I'll try to keep this short and concise (I timed out and don't want to try to rewrite everything.) I got Terragen 3 yesterday. I have a fairly outdated system (Intel Core 2 Duo E4500 processor running at 2.20GHz, with 2GB DDR RAM - two sticks of 1GB each.) Other basic details can be found in the second screenshot. I also run on 32-bit Windows 7, though I've heard that 64-bit is better. My expectations for system performance were pretty low to begin with. First thing I did, I made a basic mountain with a lowland in the horizon, midday, virtually no special effects or anything, no water, no clouds... and I rendered it at 1280x800 pixels, and after an hour or two, it popped out clean, quite realistic, and even astonished my brother (who majored in graphic design and loves 3D landscapes.) Admittedly, he might've been more astonished that I made it on this computer than anything else. Still, came out well, and it didn't even take as long as I expected.
Do note that I had worked a little with Terragen Classic before graduating to Terragen 3 (Free Version.) I tried adding water to that same first landscape, as well as some sun and atmosphere effects, tried rendering it, and I got the 'Not Responding' at the top of all the windows. I tried waiting it out, and after several hours of no response, I closed it and lost all progress. I started anew, did similar things, and it crashed. Turned out that it kept popping up with 'Not Responding' because I raised the memory subdiv cache from 400 to 800. I lowered it to 600, got the same result, so then I lowered it back to 400. Well, no more 'Not Responding' messages at the top of each window! However, there are still some concerns...
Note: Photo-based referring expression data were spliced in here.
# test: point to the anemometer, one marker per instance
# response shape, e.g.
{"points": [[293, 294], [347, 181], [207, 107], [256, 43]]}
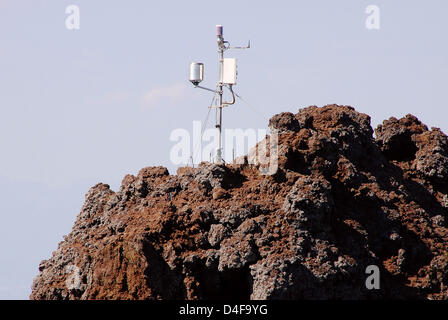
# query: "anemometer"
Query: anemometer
{"points": [[227, 78]]}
I made a new picture, one medium sized island in the middle of an ocean, sunset, some cloud coverage (volumetric cumulus and 2D cirrus), the clouds are set to max quality (my mistake, as I've read this wasn't necessary), have max reflectivity, almost perfectly still waters, a modest array of shaders, atmospheric effects, and lighting effects. Resolution is 1280x800 like the first render, the subdiv cache is back to 400MB, it's set to use 1-2 threads (maximum one thread per processor core), and many of the qualities are set highest or normal. Clouds are set to be 'Optimised.' The render preview was a burden on the CPU and memory, frequently maxing them out, and taking upwards of 30 minutes to come up to 80 quality. The terrain geometry is set to polygons. With how tough the render preview was on the system, I expected the final render to take quite some time and stress both the CPU and memory.
Well, over 15 hours into the render, now, and it looks the exact same as it did only 10 minutes in. Still lots of orange, sunset colored dots at the top... and pitch black rectangular patches at the bottom. I've paused and unpaused multiple times with no chance... The timer just continued from where it left off. Everything on the computer otherwise seems to be running smoothly. The processor seems to rarely get above 10%, usually hanging around 0%, usage when no one is actively using the computer, even if other programs are going like Vuze downloading a torrent, or Firefox just left on, or some other miscellaneous program going. The memory usage rarely goes above 60% usage, even when the computer is being actively used by someone. Perhaps more details could be discovered when looking over the first two screenshots I've attached. I'm also attaching a third screenshot showing the render advanced settings. Nothing special, really.
So, please, if someone has even an inkling of what might be going on, I would appreciate the feedback. I just don't understand why Terragen doesn't seem to be using hardly any CPU or memory, and doesn't seem to be making any progress, and yet nothing else seems amiss!
Side Note: I did get two error messages, "Unknown error occurred in a render thread," but these seem pretty generic and easy to ignore. I got four or five of them on the first render I mentioned that came out just fine. No warnings or further errors have come up since the very, very beginning of the render.